Ablacığım,
Kaç zaman geçti sana yazmayalı bilmiyorum. Yazmayalı ne kadar büyüdüm, ne kadar küçüldüm bilmiyorum. Neler geçti hayatımdan, geçenlerden neler kaldı bilmiyorum. Bildiğim tek şey geçen zamanda birikenlerin artık üzerime devrildiği. Anlamsız bir zaman öldürmenin, bu hayatta sadece vakit geçirmenin tüm benliğime kazıldığı. Sır üstü değil.
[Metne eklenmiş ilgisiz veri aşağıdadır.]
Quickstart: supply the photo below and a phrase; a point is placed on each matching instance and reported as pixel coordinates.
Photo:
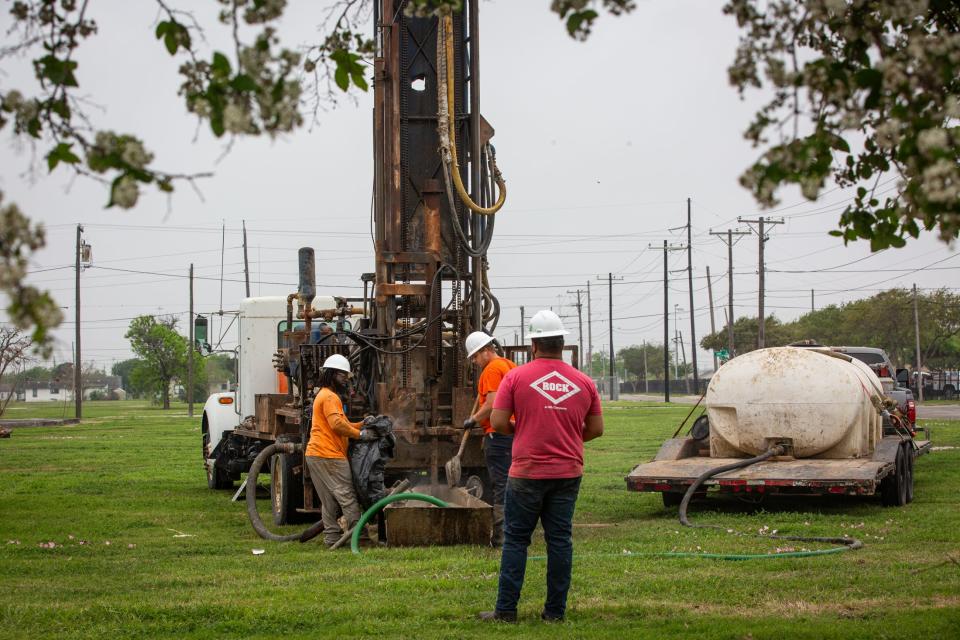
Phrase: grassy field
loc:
(141, 548)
Yürüyerek, koşarak, gülerek, müzik dinleyerek, gezerek ölümü beklemek. İçimde kocaman ama kocaman bir his, bir karanlık veya bir aydınlık ölümü bekliyor her anımda. Hayatta ölümü beklemenin verdiği acı kimi zaman üzerime çullanıyor, kimi zaman güldürüyor. Her anımda aklımın bir köşesinde duruyor. Artık kendini hatırlatmaya ihtiyaç bile duymuyor.
….
Çocukluğumdan belliydi sanırım. Ölüm kokulu Cahit Sıtkı’ya hayranlığım, erken ölen Orhan Veli’ye bir nevi sevinmem, ölüm dolu sinemalara, dizilere hayran olmam.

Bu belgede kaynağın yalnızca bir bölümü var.